Microsoft
    Research

eScience Research Group

 

 
Computational Biology Tools  
 
 

Create Epitome
Details
Tool References Code
 
 

Overview

This tool models genetic diversity by summarizing a large input dataset into an epitome, a short sequence capturing many overlapping subsequences from the dataset.

For example, applying the tool to modeling the diversity of HIV, the epitome produces relatively small vaccine immunogens covering a large number of immune system targets known as epitopes. Our experiments have shown that the epitome includes more epitopes than other vaccine designs of similar length, including cocktails of consensus strains, phylogenetic tree centers, and observed strains.

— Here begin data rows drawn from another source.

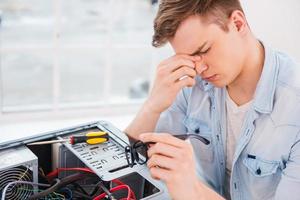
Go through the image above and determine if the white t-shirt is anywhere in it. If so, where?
[225,93,253,199]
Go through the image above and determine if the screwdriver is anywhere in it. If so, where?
[28,131,109,145]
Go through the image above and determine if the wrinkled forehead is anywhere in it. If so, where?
[169,15,221,55]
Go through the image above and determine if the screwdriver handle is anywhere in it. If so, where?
[70,131,109,145]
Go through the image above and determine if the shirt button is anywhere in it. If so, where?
[256,168,261,175]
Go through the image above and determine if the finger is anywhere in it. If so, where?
[150,167,170,182]
[161,54,202,65]
[147,154,178,170]
[175,76,196,90]
[195,62,208,74]
[160,57,196,73]
[139,133,186,147]
[148,143,178,158]
[170,66,196,81]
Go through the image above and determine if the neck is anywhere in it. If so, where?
[227,37,265,105]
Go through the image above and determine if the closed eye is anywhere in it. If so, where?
[199,47,210,55]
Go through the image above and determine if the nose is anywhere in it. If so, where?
[195,60,208,75]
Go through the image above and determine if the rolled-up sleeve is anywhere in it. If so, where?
[275,133,300,200]
[155,88,190,134]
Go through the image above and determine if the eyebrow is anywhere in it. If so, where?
[190,42,207,56]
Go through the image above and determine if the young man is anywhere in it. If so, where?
[125,0,300,200]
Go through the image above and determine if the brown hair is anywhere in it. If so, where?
[152,0,243,47]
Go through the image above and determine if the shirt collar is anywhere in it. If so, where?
[196,42,279,113]
[254,44,279,113]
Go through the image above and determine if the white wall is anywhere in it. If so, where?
[241,0,300,62]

The tool optimizes greedily, that is, it iteratively increases the length of the epitome by appending a patch (possibly with overlap) from the data which maximally reduces the ratio of the sum of the patch weights of the included patches to the length of the epitome. The process can be stopped once the desired length is achieved (rather than when the entire set of patches is included as in the superstring problem).

Input Format

The tool accepts input in two formats.

First, a text table:

Patch Weight
 NKIVRMYSP 167
 LNKIVRMYS 167
 PQDLNTMLN 166
 QDLNTMLNT 166
 GATPQDLNT 166
 EGATPQDLN 166
 ATPQDLNTM 165
 TPQDLNTML 165

Separate the columns with space, tab, or comma. The headers are required.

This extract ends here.